Michael Fisher stays tuned in at Alterian Inc.

Michael Fisher, Sr. Vice President of Sales and Marketing, American Operations, Alterian Inc.

Back in the day, Michael Fisher saw companies spend millions understanding consumer opinions, hoping to position brands for mass appeal. But in today’s interactive social environment, one-way broadcasts won’t cut it.
“Today, I have a whole new way of collecting that feedback,” says Fisher, senior vice president of sales and marketing for the American operations of Alterian Inc., which has 130 employees and accounts for 40 percent of worldwide revenue. “The company doesn’t have to ask the consumer what they think; they’re quite active in telling you. You just have to be in the position to listen.”
Consumers are already discussing their experiences on Twitter and Facebook. Brands just need to be there to engage personally. Alterian, an integrated marketing firm, helps clients do just that.

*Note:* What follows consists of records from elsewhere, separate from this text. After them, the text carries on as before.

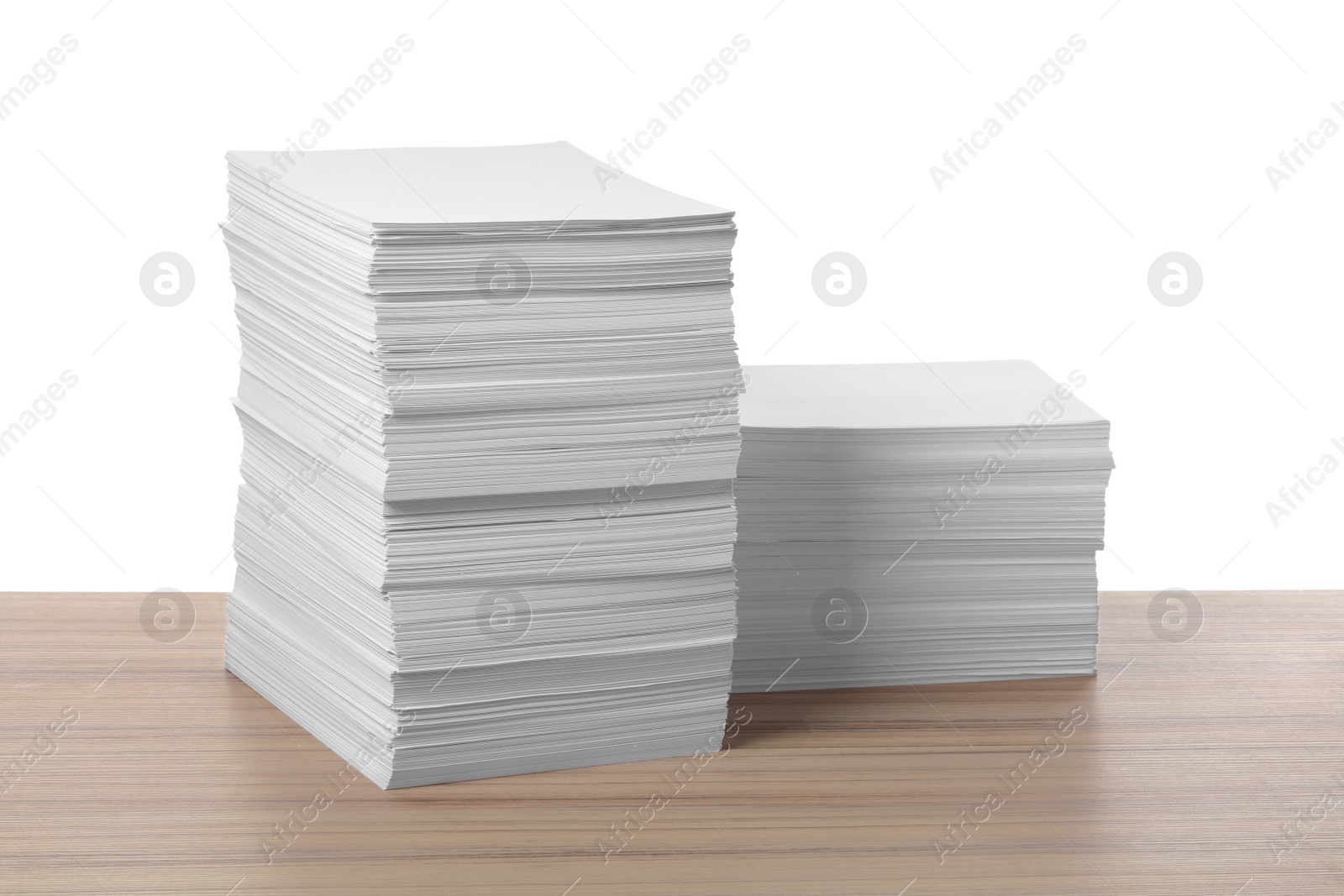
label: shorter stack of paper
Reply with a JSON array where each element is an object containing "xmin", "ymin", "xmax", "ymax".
[{"xmin": 732, "ymin": 361, "xmax": 1114, "ymax": 692}]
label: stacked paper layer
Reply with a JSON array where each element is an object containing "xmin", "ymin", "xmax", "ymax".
[
  {"xmin": 224, "ymin": 143, "xmax": 742, "ymax": 787},
  {"xmin": 732, "ymin": 361, "xmax": 1114, "ymax": 690}
]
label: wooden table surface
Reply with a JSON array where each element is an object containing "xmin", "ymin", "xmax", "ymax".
[{"xmin": 0, "ymin": 591, "xmax": 1344, "ymax": 896}]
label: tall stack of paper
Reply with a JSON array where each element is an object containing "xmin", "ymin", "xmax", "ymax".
[
  {"xmin": 224, "ymin": 143, "xmax": 742, "ymax": 787},
  {"xmin": 732, "ymin": 361, "xmax": 1114, "ymax": 690}
]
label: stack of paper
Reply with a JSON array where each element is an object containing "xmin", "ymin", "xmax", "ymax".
[
  {"xmin": 732, "ymin": 361, "xmax": 1114, "ymax": 690},
  {"xmin": 224, "ymin": 143, "xmax": 742, "ymax": 787}
]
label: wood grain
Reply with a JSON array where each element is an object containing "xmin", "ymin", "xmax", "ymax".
[{"xmin": 0, "ymin": 592, "xmax": 1344, "ymax": 896}]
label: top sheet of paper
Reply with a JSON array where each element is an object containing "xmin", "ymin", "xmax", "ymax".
[
  {"xmin": 228, "ymin": 141, "xmax": 731, "ymax": 226},
  {"xmin": 739, "ymin": 360, "xmax": 1105, "ymax": 430}
]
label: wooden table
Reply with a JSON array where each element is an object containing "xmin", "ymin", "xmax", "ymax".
[{"xmin": 0, "ymin": 591, "xmax": 1344, "ymax": 896}]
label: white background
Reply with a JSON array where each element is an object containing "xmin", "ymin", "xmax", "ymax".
[{"xmin": 0, "ymin": 0, "xmax": 1344, "ymax": 591}]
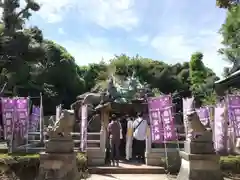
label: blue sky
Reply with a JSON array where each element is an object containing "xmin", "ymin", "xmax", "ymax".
[{"xmin": 25, "ymin": 0, "xmax": 227, "ymax": 75}]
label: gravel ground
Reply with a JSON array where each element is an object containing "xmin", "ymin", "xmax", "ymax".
[{"xmin": 88, "ymin": 174, "xmax": 234, "ymax": 180}]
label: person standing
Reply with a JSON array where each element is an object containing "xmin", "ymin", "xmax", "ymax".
[
  {"xmin": 133, "ymin": 113, "xmax": 148, "ymax": 161},
  {"xmin": 126, "ymin": 116, "xmax": 133, "ymax": 160},
  {"xmin": 108, "ymin": 115, "xmax": 121, "ymax": 166}
]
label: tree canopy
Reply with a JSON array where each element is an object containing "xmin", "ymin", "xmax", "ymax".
[
  {"xmin": 219, "ymin": 5, "xmax": 240, "ymax": 75},
  {"xmin": 0, "ymin": 0, "xmax": 226, "ymax": 114}
]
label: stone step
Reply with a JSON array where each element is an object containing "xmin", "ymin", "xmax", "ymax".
[{"xmin": 89, "ymin": 163, "xmax": 165, "ymax": 174}]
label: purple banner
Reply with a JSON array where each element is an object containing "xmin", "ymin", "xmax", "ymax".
[
  {"xmin": 28, "ymin": 105, "xmax": 41, "ymax": 132},
  {"xmin": 149, "ymin": 110, "xmax": 164, "ymax": 143},
  {"xmin": 1, "ymin": 98, "xmax": 29, "ymax": 139},
  {"xmin": 80, "ymin": 105, "xmax": 88, "ymax": 152},
  {"xmin": 161, "ymin": 107, "xmax": 177, "ymax": 141},
  {"xmin": 196, "ymin": 107, "xmax": 210, "ymax": 126},
  {"xmin": 148, "ymin": 95, "xmax": 176, "ymax": 143},
  {"xmin": 213, "ymin": 107, "xmax": 227, "ymax": 152},
  {"xmin": 14, "ymin": 98, "xmax": 29, "ymax": 136},
  {"xmin": 227, "ymin": 95, "xmax": 240, "ymax": 138},
  {"xmin": 1, "ymin": 98, "xmax": 15, "ymax": 139},
  {"xmin": 182, "ymin": 97, "xmax": 194, "ymax": 137}
]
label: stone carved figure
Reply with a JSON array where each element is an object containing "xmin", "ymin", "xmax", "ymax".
[
  {"xmin": 186, "ymin": 109, "xmax": 212, "ymax": 141},
  {"xmin": 47, "ymin": 109, "xmax": 75, "ymax": 139}
]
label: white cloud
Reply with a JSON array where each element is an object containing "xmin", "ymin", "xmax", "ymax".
[
  {"xmin": 136, "ymin": 35, "xmax": 149, "ymax": 45},
  {"xmin": 34, "ymin": 0, "xmax": 139, "ymax": 30},
  {"xmin": 58, "ymin": 28, "xmax": 66, "ymax": 35},
  {"xmin": 59, "ymin": 36, "xmax": 114, "ymax": 65},
  {"xmin": 151, "ymin": 30, "xmax": 223, "ymax": 75}
]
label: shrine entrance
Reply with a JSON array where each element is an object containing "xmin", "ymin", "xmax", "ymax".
[{"xmin": 96, "ymin": 102, "xmax": 147, "ymax": 164}]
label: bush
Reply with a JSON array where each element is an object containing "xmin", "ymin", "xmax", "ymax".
[
  {"xmin": 0, "ymin": 153, "xmax": 88, "ymax": 180},
  {"xmin": 220, "ymin": 156, "xmax": 240, "ymax": 173},
  {"xmin": 161, "ymin": 154, "xmax": 240, "ymax": 174}
]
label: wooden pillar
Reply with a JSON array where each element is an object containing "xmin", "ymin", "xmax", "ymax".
[
  {"xmin": 146, "ymin": 125, "xmax": 152, "ymax": 153},
  {"xmin": 100, "ymin": 108, "xmax": 109, "ymax": 153}
]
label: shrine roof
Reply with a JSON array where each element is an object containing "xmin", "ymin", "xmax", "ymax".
[{"xmin": 95, "ymin": 102, "xmax": 148, "ymax": 113}]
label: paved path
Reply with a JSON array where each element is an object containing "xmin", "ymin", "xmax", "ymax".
[
  {"xmin": 88, "ymin": 174, "xmax": 231, "ymax": 180},
  {"xmin": 88, "ymin": 174, "xmax": 175, "ymax": 180}
]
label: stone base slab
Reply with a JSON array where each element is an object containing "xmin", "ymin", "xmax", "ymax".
[
  {"xmin": 145, "ymin": 152, "xmax": 165, "ymax": 166},
  {"xmin": 87, "ymin": 148, "xmax": 106, "ymax": 166},
  {"xmin": 46, "ymin": 140, "xmax": 74, "ymax": 153},
  {"xmin": 177, "ymin": 151, "xmax": 223, "ymax": 180},
  {"xmin": 37, "ymin": 153, "xmax": 80, "ymax": 180},
  {"xmin": 184, "ymin": 141, "xmax": 215, "ymax": 154}
]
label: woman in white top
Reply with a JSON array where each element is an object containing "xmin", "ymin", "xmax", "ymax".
[{"xmin": 126, "ymin": 117, "xmax": 133, "ymax": 160}]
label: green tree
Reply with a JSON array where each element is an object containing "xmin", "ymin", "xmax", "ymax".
[
  {"xmin": 219, "ymin": 5, "xmax": 240, "ymax": 74},
  {"xmin": 216, "ymin": 0, "xmax": 240, "ymax": 8},
  {"xmin": 189, "ymin": 52, "xmax": 207, "ymax": 101}
]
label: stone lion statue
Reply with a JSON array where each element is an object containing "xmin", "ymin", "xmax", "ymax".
[
  {"xmin": 47, "ymin": 109, "xmax": 75, "ymax": 139},
  {"xmin": 186, "ymin": 109, "xmax": 212, "ymax": 141}
]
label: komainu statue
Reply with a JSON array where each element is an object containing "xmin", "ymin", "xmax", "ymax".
[
  {"xmin": 186, "ymin": 109, "xmax": 212, "ymax": 141},
  {"xmin": 47, "ymin": 109, "xmax": 75, "ymax": 139}
]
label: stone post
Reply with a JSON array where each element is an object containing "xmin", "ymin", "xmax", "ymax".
[{"xmin": 177, "ymin": 131, "xmax": 223, "ymax": 180}]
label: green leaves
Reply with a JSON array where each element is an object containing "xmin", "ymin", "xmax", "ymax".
[
  {"xmin": 216, "ymin": 0, "xmax": 240, "ymax": 9},
  {"xmin": 219, "ymin": 5, "xmax": 240, "ymax": 73}
]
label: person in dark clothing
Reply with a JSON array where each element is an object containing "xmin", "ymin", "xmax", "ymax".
[
  {"xmin": 108, "ymin": 115, "xmax": 121, "ymax": 166},
  {"xmin": 120, "ymin": 117, "xmax": 127, "ymax": 158}
]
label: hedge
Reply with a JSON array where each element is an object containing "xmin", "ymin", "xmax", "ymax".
[
  {"xmin": 0, "ymin": 153, "xmax": 88, "ymax": 180},
  {"xmin": 162, "ymin": 156, "xmax": 240, "ymax": 176}
]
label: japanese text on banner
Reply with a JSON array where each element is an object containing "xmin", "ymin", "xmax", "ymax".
[
  {"xmin": 227, "ymin": 95, "xmax": 240, "ymax": 137},
  {"xmin": 150, "ymin": 110, "xmax": 163, "ymax": 143},
  {"xmin": 161, "ymin": 107, "xmax": 177, "ymax": 141},
  {"xmin": 80, "ymin": 105, "xmax": 88, "ymax": 151}
]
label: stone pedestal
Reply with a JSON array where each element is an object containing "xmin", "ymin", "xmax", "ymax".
[
  {"xmin": 37, "ymin": 138, "xmax": 80, "ymax": 180},
  {"xmin": 177, "ymin": 142, "xmax": 223, "ymax": 180}
]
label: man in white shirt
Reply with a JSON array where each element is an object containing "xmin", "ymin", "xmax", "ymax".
[
  {"xmin": 133, "ymin": 113, "xmax": 148, "ymax": 161},
  {"xmin": 126, "ymin": 115, "xmax": 133, "ymax": 160}
]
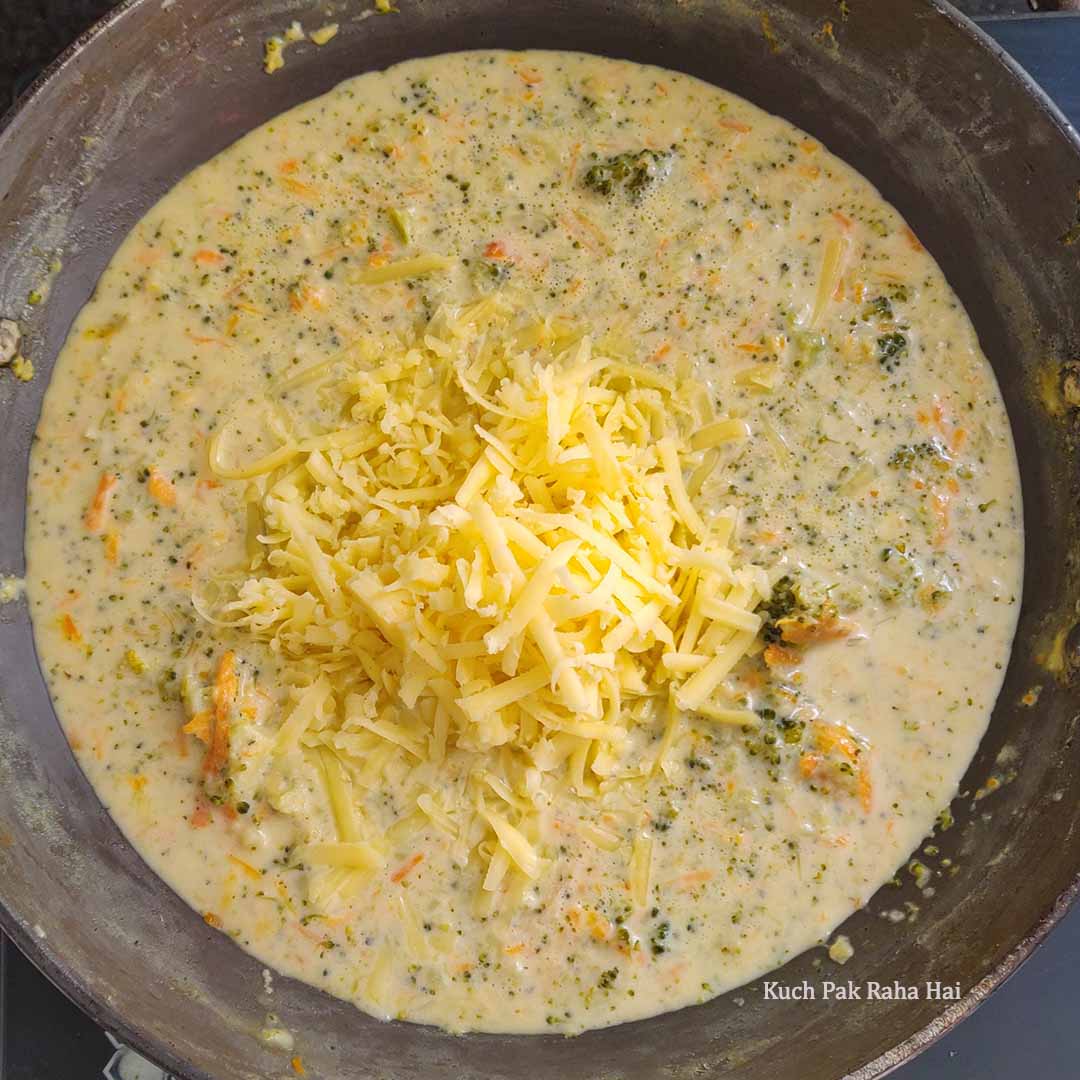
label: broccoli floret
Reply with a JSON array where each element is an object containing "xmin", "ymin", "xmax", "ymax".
[
  {"xmin": 582, "ymin": 150, "xmax": 674, "ymax": 202},
  {"xmin": 878, "ymin": 330, "xmax": 907, "ymax": 375}
]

Do more than listen. Social media monitoring applications allow you to go out and understand what people are saying across many social networks. Organizations can listen. The real challenge is that today’s consumer expects you to be doing more than listening.
Today’s consumer expects the kind of personalization and the kind of precision that they’re used to seeing, that may have manifested as a personalized direct mail component or a very structured and personalized e-mail or a phone call. Consumers are expecting that precision in the social communities.
Organizations should think long and hard about moving beyond listening and develop a way to respond to what it is they’re hearing — but in a way that is very analytical and very disciplined and very open and transparent.
If you want to engage the consumer, it can’t only be about stimulation. You have to take the monologue and turn it into a dialogue. You have to not only speak, but you have to respond and talk back. It’s a send-and-receive world that we live in today, and consumers expect it. When they don’t get it, they transact elsewhere.
Know when to engage. If a consumer says on Twitter that they don’t like this company or they don’t like this product, the onus then falls to that brand to respond appropriately. You should engage.
In some instances, somebody may say, ‘I don’t like Payless Shoes,’ and you may find the people that love Payless Shoes will come on and say, ‘Shut up, because we do.’ So there’s the whole notion of self-correction. Then you don’t need to respond because your fan base will do it.
You’ve got to have the analytical chops to measure this and to allow it to happen and to respond to it when appropriate and to allow for self-correction when appropriate.